Oil sands giant Syncrude Canada has pleaded guilty to violating the Migratory Birds Convention Act, 1994, over the deaths of 31 great blue herons at its Mildred Lake facility, 40 kilometres north of Fort McMurray, Alberta. The fine of $1.775 million is far and away the largest penalty ever imposed by a Canadian court for harm to migratory birds. The company was also sentenced to pay a further fine of $975,000 after pleading guilty to one charge under Alberta’s Environmental Protection and Enhancement Act.
The birds were found in an abandoned sump, and all but one were already dead from exposure to bitumen. The company was charged with “depositing a substance that is harmful to migratory birds or permitting the deposit of such a substance in waters or an area frequented by migratory birds or in a place from which the substance may enter such waters or such an area.”

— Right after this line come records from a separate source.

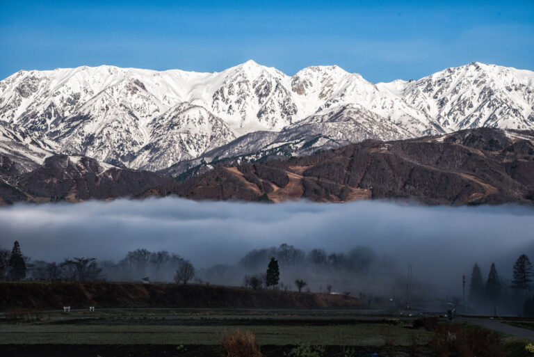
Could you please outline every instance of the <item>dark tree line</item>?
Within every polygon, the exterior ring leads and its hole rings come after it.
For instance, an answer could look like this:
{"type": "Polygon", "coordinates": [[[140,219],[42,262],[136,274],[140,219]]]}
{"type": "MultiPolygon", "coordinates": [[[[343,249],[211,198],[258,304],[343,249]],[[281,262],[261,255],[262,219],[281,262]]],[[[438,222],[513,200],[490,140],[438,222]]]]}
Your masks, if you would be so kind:
{"type": "Polygon", "coordinates": [[[375,253],[369,248],[360,246],[350,250],[347,254],[327,254],[324,249],[312,249],[307,254],[302,250],[288,244],[264,249],[254,249],[246,254],[239,262],[239,266],[247,269],[264,267],[270,258],[274,257],[281,267],[302,267],[315,271],[345,271],[366,272],[377,262],[375,253]]]}
{"type": "Polygon", "coordinates": [[[27,260],[17,241],[10,252],[0,248],[0,279],[20,280],[26,278],[27,260]]]}
{"type": "Polygon", "coordinates": [[[534,316],[534,269],[528,257],[522,254],[515,261],[510,283],[500,276],[492,263],[485,283],[478,264],[475,263],[469,289],[469,307],[478,311],[488,308],[515,306],[517,312],[534,316]]]}
{"type": "Polygon", "coordinates": [[[172,281],[186,284],[195,276],[188,260],[165,251],[136,249],[115,263],[95,257],[65,258],[63,262],[34,260],[24,257],[18,241],[11,251],[0,248],[0,280],[89,281],[172,281]]]}

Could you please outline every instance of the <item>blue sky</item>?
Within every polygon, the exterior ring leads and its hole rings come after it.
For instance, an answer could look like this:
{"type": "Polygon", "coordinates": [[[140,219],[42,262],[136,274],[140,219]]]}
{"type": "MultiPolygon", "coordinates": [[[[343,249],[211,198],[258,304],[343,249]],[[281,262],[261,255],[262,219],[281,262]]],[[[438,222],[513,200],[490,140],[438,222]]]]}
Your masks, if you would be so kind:
{"type": "Polygon", "coordinates": [[[0,77],[114,65],[220,71],[248,59],[288,74],[336,64],[371,81],[473,61],[534,70],[524,1],[0,0],[0,77]]]}

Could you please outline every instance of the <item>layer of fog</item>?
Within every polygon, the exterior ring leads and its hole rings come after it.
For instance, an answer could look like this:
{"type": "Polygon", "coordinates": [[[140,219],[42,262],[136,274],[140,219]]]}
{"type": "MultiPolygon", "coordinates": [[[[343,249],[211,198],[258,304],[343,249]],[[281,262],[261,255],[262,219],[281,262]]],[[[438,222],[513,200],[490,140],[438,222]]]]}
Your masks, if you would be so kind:
{"type": "Polygon", "coordinates": [[[236,264],[252,249],[284,243],[328,253],[363,246],[383,264],[391,261],[400,274],[410,263],[414,279],[432,283],[439,294],[457,295],[462,276],[470,276],[475,262],[485,278],[492,262],[510,278],[519,254],[534,254],[533,232],[534,209],[515,205],[268,205],[167,198],[0,209],[0,246],[10,248],[18,240],[34,260],[95,257],[116,262],[144,248],[177,253],[201,269],[236,264]]]}

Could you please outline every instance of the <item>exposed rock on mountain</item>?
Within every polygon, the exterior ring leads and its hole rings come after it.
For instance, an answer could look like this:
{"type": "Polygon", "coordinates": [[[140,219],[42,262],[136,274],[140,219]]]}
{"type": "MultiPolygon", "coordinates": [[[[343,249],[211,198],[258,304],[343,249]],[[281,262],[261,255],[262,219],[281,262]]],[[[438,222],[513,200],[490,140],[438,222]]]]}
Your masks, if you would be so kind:
{"type": "Polygon", "coordinates": [[[50,153],[181,174],[201,161],[307,154],[369,138],[533,129],[533,84],[531,71],[478,63],[377,84],[337,66],[289,77],[252,61],[214,73],[20,71],[0,81],[0,135],[50,153]]]}
{"type": "Polygon", "coordinates": [[[150,190],[142,196],[177,194],[194,199],[273,202],[403,198],[429,204],[533,203],[533,141],[531,132],[493,129],[397,141],[366,141],[307,157],[220,164],[197,177],[150,190]]]}

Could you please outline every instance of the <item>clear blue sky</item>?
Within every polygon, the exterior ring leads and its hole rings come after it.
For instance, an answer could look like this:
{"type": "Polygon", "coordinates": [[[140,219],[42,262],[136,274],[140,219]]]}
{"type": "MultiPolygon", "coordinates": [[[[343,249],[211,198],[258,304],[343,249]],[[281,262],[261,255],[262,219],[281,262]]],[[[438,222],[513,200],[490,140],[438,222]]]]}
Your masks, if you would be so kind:
{"type": "Polygon", "coordinates": [[[212,72],[248,59],[288,74],[336,64],[375,82],[473,61],[534,70],[534,0],[0,0],[1,78],[102,64],[212,72]]]}

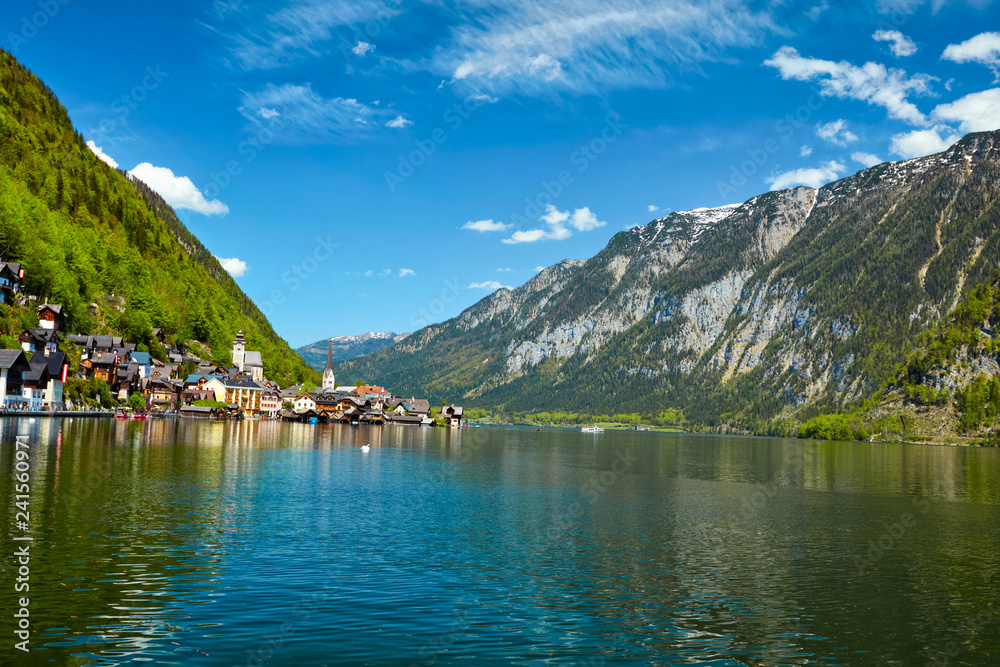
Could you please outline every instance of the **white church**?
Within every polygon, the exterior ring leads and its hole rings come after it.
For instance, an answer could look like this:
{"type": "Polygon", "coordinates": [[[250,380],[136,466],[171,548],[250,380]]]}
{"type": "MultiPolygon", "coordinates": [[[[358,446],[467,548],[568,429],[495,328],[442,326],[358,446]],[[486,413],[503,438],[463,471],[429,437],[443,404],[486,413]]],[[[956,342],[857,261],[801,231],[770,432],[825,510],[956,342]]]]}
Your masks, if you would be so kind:
{"type": "Polygon", "coordinates": [[[260,358],[260,352],[246,349],[242,330],[233,341],[233,365],[240,373],[249,373],[254,380],[264,379],[264,362],[260,358]]]}

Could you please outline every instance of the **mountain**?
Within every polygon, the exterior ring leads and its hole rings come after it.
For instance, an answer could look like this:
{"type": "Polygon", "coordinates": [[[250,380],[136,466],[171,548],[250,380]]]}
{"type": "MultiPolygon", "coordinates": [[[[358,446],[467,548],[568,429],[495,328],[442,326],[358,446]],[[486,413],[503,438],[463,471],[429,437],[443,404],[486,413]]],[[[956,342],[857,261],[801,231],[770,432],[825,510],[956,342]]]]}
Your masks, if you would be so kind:
{"type": "Polygon", "coordinates": [[[1000,132],[673,213],[338,375],[510,411],[760,422],[872,394],[1000,258],[1000,132]]]}
{"type": "MultiPolygon", "coordinates": [[[[270,378],[318,379],[166,202],[98,159],[55,94],[2,50],[0,259],[20,262],[25,291],[62,304],[73,331],[123,335],[162,357],[158,327],[231,363],[242,329],[270,378]],[[124,312],[105,295],[124,297],[124,312]]],[[[16,347],[37,322],[0,306],[0,342],[16,347]]]]}
{"type": "Polygon", "coordinates": [[[387,332],[366,333],[360,336],[335,336],[333,338],[318,340],[309,345],[303,345],[295,351],[310,366],[318,370],[323,370],[326,367],[326,354],[329,350],[328,343],[333,343],[334,361],[343,361],[384,350],[409,335],[409,332],[402,334],[387,332]]]}

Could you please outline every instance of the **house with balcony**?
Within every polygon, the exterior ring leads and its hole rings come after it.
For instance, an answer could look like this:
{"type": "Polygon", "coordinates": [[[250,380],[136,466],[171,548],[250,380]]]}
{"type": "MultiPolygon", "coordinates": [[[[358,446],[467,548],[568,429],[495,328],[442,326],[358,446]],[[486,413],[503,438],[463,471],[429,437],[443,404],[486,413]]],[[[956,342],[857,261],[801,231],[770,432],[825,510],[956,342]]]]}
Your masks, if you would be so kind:
{"type": "Polygon", "coordinates": [[[17,262],[0,260],[0,303],[11,304],[21,294],[24,269],[17,262]]]}
{"type": "Polygon", "coordinates": [[[0,396],[6,410],[23,410],[24,374],[31,371],[31,365],[23,350],[0,350],[0,396]]]}
{"type": "Polygon", "coordinates": [[[53,331],[66,331],[66,313],[61,305],[43,303],[38,307],[38,327],[53,331]]]}

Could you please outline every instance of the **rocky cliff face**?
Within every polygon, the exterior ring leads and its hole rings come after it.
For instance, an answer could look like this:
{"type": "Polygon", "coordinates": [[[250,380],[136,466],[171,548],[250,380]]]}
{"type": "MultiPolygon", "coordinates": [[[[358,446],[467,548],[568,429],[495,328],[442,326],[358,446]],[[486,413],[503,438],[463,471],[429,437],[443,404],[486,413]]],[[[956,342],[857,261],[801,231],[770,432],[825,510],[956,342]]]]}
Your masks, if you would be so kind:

Many (but not all) species of migratory birds in North America have been protected since a 1916 convention between the United States and the United Kingdom (acting on behalf of Canada). Great blue herons are covered under “other migratory non game birds.” The latest version of the Canadian law was passed in 1994. The fine paid by Syncrude under the 1994 act will go into the federal government’s Environmental Damages Fund, which was created in 1995 under the “polluter pay” principle to fund projects aimed at restoration, environmental quality improvement, research and development, and education and awareness.
Until the Syncrude case, the largest fine on record in the government of Canada’s Environmental Offenders Registry for a violation of the Migratory Birds Convention Act was in 2016, when Sinatra Inc. of Montreal was fined $15,000 for destroying bank swallow nests at a sand quarry near Saint-Lambert-de-Laurin, Quebec. That same year, 1762690 Ontario Inc. (Piroli Construction) was fined $7,500 for destroying bank swallow eggs, nests and nest shelter at a construction site in Leamington, Ontario.